The blockade is a response to Palestinian rocket fire into Israel. All those rockets aren't fired by children, babies, mothers, the elderly, the sick and infirm, but hit children, babies, mothers, the elderly, the sick and infirm.

All those rockets are fired by elderly on both sides; although sometimes we see the Arabs send their kids for some missions as being suicide bombers, armament smugglers, watch for intelligence by rubbing themselves with the IDF post. And other risky jobs.

If the terrorists of Hamas were firing lethal rockets into any country besides Israel, howls of outrage would rise from every corner of the world. The U.N. Security Council would meet around the clock and condemn, or at least warn, the aggressor. The Council of Europe would demand a cessation of hostilities. Even Moscow and Beijing might be moved to express concern. A crisis would erupt. But since it’s just Israel, none of this is happening. Ho-hum.

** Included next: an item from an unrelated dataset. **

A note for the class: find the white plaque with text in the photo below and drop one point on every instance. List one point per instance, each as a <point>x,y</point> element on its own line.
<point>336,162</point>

Israel is accustomed to this double standard. The U.N.’s Human Rights Council routinely issues baseless condemnations against Israel while ignoring the actions of some of the world’s worst human rights violators. Justification is sought for suicide bombers, while every Israeli act of self-defense, like the construction of a security barrier separating the territories from Israel proper, is redefined into an act of aggression. It’s news only when the suffering is on the other side, as when tens of thousands of hungry Palestinians broke through a fence along the Egyptian border that was intended to isolate Gaza following the takeover by Hamas.
Double standard

Monday, February 18, 2008 1:11:00 PM  
Blogger David Wearing said...

Abe - your's is a tantrum steeped in self-pity, riddled with distortions and falsehoods, and including parts that are simply outright incoherent. So its hard to know where to begin.

You talk of "the construction of a security barrier separating the territories from Israel proper". I'm sure you know very well that the "security barrier" is built on Palestinian land, not on the 67 border. That's why the International Court of Justice called in 2004 for the barrier to be pulled down. Because it is a land-grab, not a security measure. If it was a security measure, the wall would be on the border.

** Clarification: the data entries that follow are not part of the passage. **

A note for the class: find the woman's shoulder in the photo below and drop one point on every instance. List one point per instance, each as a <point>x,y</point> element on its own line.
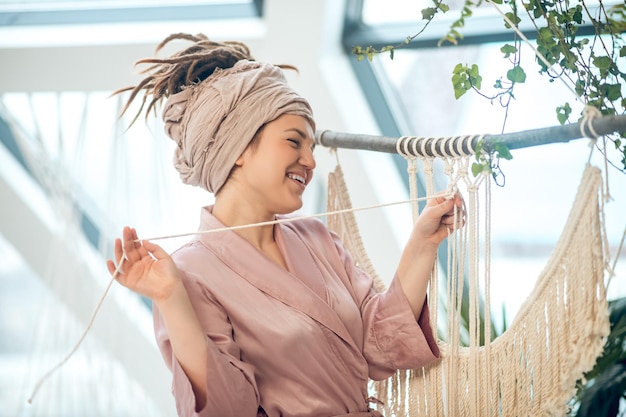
<point>194,259</point>
<point>307,226</point>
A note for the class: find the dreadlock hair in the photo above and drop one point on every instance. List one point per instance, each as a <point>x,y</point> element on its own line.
<point>190,66</point>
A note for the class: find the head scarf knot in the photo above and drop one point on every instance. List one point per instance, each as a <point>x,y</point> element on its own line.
<point>214,121</point>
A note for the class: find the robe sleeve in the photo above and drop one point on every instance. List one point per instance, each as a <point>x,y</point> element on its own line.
<point>393,339</point>
<point>230,383</point>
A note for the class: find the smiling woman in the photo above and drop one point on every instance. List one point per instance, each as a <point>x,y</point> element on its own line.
<point>275,319</point>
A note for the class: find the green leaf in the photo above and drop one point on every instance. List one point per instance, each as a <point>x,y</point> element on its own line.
<point>602,62</point>
<point>563,112</point>
<point>508,50</point>
<point>477,168</point>
<point>428,13</point>
<point>516,74</point>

That's just the most glaring of the nonsenses in your post. The overall tone of self-pity should not pass without mention.

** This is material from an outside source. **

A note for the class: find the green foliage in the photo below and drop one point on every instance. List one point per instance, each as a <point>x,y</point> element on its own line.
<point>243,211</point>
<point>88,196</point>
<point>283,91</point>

Israel is backed to the hilt by the most powerful state the world has ever seen, the US, including massive arms subsidies making Israel a peerless regional superpower. The US also buys off most of Israel's arab neighbours - Egypt, Saudi Arabia, Jordan, factions within Lebanon, plus the various gulf states. The EU, including the UK, sells arms to Israel and barely raises a murmer against Israel's serial violations of international law, including theft of land, institutionalised torture and indiscriminate killing of civilians. Yes, woe to poor Israel, isolated in the world and suffering oppression and injustice from all sides. Truly the heart bleeds.

You say "No starvation what so ever occurred in Gaza". Its hard to know whether to take your version or that of Oxfam and the United Nations....but I think I'll go with them if its all the same to you.

What has Al-Qaeda to do with the rocketing of Sderot? Did you just get overexcited and list all the bad men in beards that jumped into your head?

No one says that Israel doesn't have the right to defend itself against terrorism. What Israel doesn't have the right to do is engage in terrorism itself, steal other people's land, practise kidnapping and torture (all documented by Amnesty, HRW and B'Tselem) and starve children because their parents voted the wrong way in an election. Not complicated, is it?